怪我人が出て埋められただんじり
どんな伝承か
三田市乙原では鎌倉から室町にかけて八幡大菩薩を氏神とし、長男が氏子入りする「お当」の行事はいまも続いている。古い社地は南北の千丈山の字界にあたり、旧観音寺跡から北へ百メートルあまり進んだ道の曲がり角、雑木の陰の大岩の根方に、軒の高さ三十センチほどの厨子形を彫りこんだ斎殿の跡が残る。社殿は氏神天満宮の摂社として移され建て替えられた。現在の天満宮は天正五年に京都から勧請したと伝える。この宮の祭礼にだんじりを新調したところ、出すたびに怪我人が出るので、神意に沿わぬのだろうと社地のどこかに埋めたといい、後年あちこち掘り返しても見つからなかったという。
※伝承地の場所は必ずしも正確ではありません
出典の文献について
兵庫県民俗調査報告8――伝説(兵庫県(編)・兵庫県民俗調査報告・自治体史(民俗))

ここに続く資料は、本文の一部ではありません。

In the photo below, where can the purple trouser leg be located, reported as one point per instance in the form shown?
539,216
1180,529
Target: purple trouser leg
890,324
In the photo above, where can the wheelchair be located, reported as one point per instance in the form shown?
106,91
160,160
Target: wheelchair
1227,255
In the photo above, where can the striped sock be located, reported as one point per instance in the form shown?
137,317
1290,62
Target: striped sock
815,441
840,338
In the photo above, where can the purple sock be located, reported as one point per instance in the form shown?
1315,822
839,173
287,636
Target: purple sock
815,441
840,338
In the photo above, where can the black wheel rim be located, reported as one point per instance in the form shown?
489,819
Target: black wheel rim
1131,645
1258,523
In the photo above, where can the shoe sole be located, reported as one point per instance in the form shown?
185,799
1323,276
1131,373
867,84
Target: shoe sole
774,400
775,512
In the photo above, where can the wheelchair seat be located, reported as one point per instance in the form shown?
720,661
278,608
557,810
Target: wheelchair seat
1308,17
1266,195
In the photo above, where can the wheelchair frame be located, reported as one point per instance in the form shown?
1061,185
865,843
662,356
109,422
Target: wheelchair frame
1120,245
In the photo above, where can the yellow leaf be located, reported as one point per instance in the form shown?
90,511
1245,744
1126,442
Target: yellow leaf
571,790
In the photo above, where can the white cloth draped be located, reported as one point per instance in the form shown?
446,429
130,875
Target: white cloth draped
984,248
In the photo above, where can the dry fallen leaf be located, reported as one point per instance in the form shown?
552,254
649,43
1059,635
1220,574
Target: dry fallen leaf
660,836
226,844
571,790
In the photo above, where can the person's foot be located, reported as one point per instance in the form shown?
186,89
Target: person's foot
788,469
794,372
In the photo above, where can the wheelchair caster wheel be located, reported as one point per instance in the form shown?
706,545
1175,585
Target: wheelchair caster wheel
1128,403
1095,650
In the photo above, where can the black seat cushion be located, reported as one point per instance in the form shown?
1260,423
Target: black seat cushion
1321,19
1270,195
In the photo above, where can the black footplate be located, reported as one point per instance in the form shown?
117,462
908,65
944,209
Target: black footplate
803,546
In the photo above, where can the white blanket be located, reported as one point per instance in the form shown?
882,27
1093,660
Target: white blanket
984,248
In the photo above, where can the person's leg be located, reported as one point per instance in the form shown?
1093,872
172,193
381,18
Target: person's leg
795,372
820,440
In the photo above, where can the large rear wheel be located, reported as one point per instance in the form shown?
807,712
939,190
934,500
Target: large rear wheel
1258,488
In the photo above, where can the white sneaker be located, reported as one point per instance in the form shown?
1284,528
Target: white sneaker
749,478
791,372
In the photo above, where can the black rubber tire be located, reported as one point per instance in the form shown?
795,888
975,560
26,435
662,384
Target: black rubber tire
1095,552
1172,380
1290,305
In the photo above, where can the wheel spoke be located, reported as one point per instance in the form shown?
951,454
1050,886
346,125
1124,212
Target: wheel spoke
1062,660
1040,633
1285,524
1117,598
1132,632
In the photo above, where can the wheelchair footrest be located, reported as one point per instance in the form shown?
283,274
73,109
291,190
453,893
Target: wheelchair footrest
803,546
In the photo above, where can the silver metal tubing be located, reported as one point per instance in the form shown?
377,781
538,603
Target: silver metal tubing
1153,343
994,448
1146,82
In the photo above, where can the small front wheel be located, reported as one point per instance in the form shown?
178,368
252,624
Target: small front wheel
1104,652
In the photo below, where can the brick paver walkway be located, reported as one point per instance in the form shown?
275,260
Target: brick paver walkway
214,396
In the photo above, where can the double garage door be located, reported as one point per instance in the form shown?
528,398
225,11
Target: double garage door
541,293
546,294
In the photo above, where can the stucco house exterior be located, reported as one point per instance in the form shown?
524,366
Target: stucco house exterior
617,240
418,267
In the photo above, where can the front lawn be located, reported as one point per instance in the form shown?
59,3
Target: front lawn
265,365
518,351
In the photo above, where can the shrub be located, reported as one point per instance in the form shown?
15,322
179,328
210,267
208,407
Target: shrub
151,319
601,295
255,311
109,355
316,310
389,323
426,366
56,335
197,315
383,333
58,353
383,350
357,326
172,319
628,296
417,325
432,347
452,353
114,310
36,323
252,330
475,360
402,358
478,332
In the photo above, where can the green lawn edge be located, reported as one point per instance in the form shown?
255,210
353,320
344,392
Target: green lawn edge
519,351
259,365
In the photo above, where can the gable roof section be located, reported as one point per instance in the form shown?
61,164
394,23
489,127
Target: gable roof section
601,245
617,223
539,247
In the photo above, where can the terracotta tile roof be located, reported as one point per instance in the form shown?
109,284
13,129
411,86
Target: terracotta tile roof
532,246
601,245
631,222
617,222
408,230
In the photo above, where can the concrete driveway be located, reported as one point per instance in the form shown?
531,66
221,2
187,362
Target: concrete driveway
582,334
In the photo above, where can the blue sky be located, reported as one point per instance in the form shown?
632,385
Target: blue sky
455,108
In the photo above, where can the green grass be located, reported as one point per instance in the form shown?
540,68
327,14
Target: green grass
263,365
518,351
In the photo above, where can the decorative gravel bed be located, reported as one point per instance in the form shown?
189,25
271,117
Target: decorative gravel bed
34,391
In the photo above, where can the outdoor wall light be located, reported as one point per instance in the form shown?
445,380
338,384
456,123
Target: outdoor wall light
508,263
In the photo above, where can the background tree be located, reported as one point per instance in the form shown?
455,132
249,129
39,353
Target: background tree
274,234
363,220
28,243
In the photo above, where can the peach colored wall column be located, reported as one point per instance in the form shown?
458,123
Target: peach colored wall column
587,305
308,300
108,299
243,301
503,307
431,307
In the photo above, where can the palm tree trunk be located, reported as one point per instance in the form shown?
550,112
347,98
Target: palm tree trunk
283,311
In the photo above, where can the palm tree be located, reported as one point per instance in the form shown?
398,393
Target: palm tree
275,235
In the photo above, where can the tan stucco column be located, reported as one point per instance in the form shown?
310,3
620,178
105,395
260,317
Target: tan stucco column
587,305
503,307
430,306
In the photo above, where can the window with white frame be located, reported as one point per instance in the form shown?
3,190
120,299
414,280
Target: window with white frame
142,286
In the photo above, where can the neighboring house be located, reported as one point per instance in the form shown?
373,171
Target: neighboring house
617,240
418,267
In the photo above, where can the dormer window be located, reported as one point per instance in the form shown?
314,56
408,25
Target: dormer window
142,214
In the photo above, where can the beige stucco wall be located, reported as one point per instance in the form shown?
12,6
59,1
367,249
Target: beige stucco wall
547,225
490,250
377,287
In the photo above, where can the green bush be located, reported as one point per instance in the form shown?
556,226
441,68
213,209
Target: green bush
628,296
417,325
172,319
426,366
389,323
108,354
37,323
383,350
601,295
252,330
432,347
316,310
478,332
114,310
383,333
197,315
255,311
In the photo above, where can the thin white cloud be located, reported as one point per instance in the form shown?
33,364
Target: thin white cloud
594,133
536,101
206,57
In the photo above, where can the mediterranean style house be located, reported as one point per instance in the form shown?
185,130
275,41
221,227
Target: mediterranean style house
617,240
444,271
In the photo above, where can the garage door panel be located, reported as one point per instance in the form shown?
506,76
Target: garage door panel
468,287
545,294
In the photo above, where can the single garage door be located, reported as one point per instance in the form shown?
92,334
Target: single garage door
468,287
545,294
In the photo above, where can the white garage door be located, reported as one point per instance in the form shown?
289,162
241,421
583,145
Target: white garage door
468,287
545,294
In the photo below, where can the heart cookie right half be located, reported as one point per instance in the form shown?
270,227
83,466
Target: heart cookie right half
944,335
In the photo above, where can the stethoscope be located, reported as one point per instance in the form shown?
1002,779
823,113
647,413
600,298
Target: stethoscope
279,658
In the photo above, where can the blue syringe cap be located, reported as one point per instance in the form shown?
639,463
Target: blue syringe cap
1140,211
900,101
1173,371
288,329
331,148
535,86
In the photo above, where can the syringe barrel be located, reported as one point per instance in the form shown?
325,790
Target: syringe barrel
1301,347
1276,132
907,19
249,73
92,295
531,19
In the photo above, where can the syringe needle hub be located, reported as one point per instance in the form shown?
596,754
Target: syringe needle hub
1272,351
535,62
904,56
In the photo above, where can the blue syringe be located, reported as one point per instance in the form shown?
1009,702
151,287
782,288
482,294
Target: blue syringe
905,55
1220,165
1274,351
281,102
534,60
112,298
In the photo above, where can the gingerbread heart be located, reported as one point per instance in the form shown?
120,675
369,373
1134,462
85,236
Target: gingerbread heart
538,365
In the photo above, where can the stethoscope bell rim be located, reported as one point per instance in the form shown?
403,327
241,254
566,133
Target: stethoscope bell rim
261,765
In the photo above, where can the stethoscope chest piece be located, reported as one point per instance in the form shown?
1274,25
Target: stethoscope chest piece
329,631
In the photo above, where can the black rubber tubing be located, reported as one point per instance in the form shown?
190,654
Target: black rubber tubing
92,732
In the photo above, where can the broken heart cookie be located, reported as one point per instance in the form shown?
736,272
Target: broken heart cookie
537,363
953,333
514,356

『兵庫県民俗調査報告8』第10章口頭伝承所収の伝説。兵庫県三田市周辺・千丈寺山麓に伝わる集落発祥・神社・廃寺・城跡の伝説と怪異を採録する。人を神として祀る南千丈寺山頂の松住大権現の磐座、焼き討ちされた千丈山観音廃寺、疫病神を追い払う戸守の鍾馗、法事帰りに重箱を襲う狐狸の怪、人の尿を好み小便たごを空にする狼話3題などを収める。各事例を日付・場所・人物・状況のマーカー付き事例単位で網羅した、摂津・三田の伝説と狐狼・鍾馗信仰の資料。